The Daily Star | Plans to reduce food wastage bearing fruit

BEIRUT: Guests at the first Annual Awareness Dinner on Food Wastage earlier this week did their utmost to further the evening’s cause, making short work of the buffet prepared by internationally renowned chef Hussein Hadid. The event, organized by ACT NGO Monday evening to raise awareness of the issue of food waste, was hosted by Tawlet in Mar Mikhail. The menu was prepared largely using fruit and vegetables donated by Spinneys, one of ACT’s main partners in reducing the amount of food thrown away unnecessarily.

“The U.N. has put a target to reduce food wastage by 30 percent by 2030,” Paul Abdul Haq, president and founder of ACT, told The Daily Star. Abdul Haq said they had a bipartite approach to reach this target. “We implement projects on the ground, this is on one level. On another level we work on promoting awareness [and] building partnerships,” he added.

One of the organization’s principal projects is their partnership with Spinneys, with whom they have been working for two years. Having identified that a huge amount of edible but unsold fruit and vegetables going to waste from the store’s shelves, they now work with other NGOs to redistribute such food to worthwhile causes.

“There’s a pickup on a daily basis from most branches of Spinneys in the whole of Lebanon, from north to south,” Abdul Haq said. “We have 100-120 kilos of vegetables and fruits that [other organizations] can use.”

Hanady Khawand, Senior Marketing Specialist at Spinneys, was delighted with the project’s progress. “We started with one branch.
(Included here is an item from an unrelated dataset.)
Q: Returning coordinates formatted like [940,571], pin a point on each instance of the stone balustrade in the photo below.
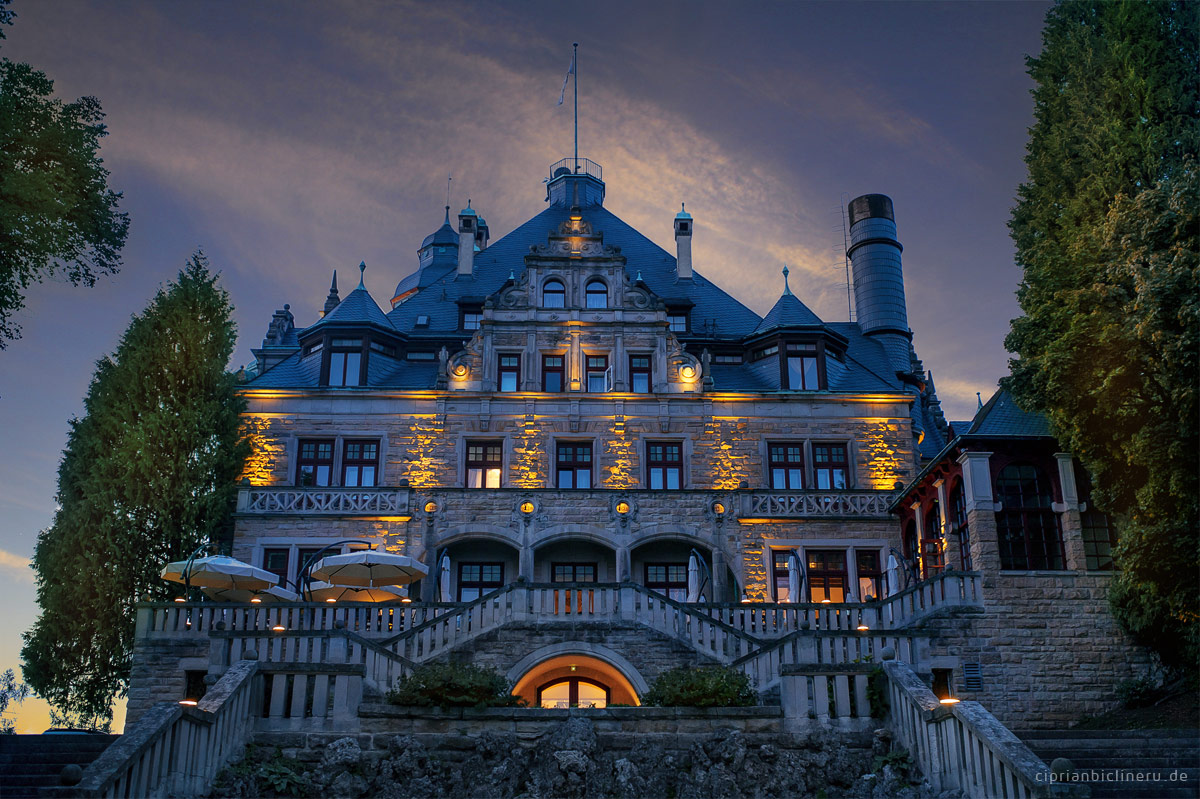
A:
[328,502]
All the food wastage from the fruits, vegetables and bakery was taken [by] an NGO. Then we started with more branches and now it’s seven or eight branches, and more than 17 NGOs are taking food waste and making food for families in need.”

For Souk el Tayeb, the organization behind Tawlet, hosting the dinner at their restaurant made perfect sense. “We are involved, since day one, on food wastage and food wastage prevention,” Ali Dorra, Tawlet’s manager, told The Daily Star. “We are co-operating with Lebanese Food Bank, who come on a daily basis.”

Tawlet is keen to encourage other restaurants to start donating unused food. “The nature of the restaurant is unpredictable; they don’t know how many people are going to come. Sometimes it’s a full house, sometimes it’s half,” Dorra said. Donating to a good cause means that the food “never goes to waste.”

Fortunately, he noted, local food culture accommodates reused ingredients well. Many dishes are “even better the next day. The Lebanese cuisine is based on making food to be eaten over three or four days.”

Dorra sees positive signs that food waste in the country is being reduced, and people throughout the country are “changing their mentality.” Abdul Haq hopes that events like this will accelerate the process. “We are all in this,” she said. “We should work together.”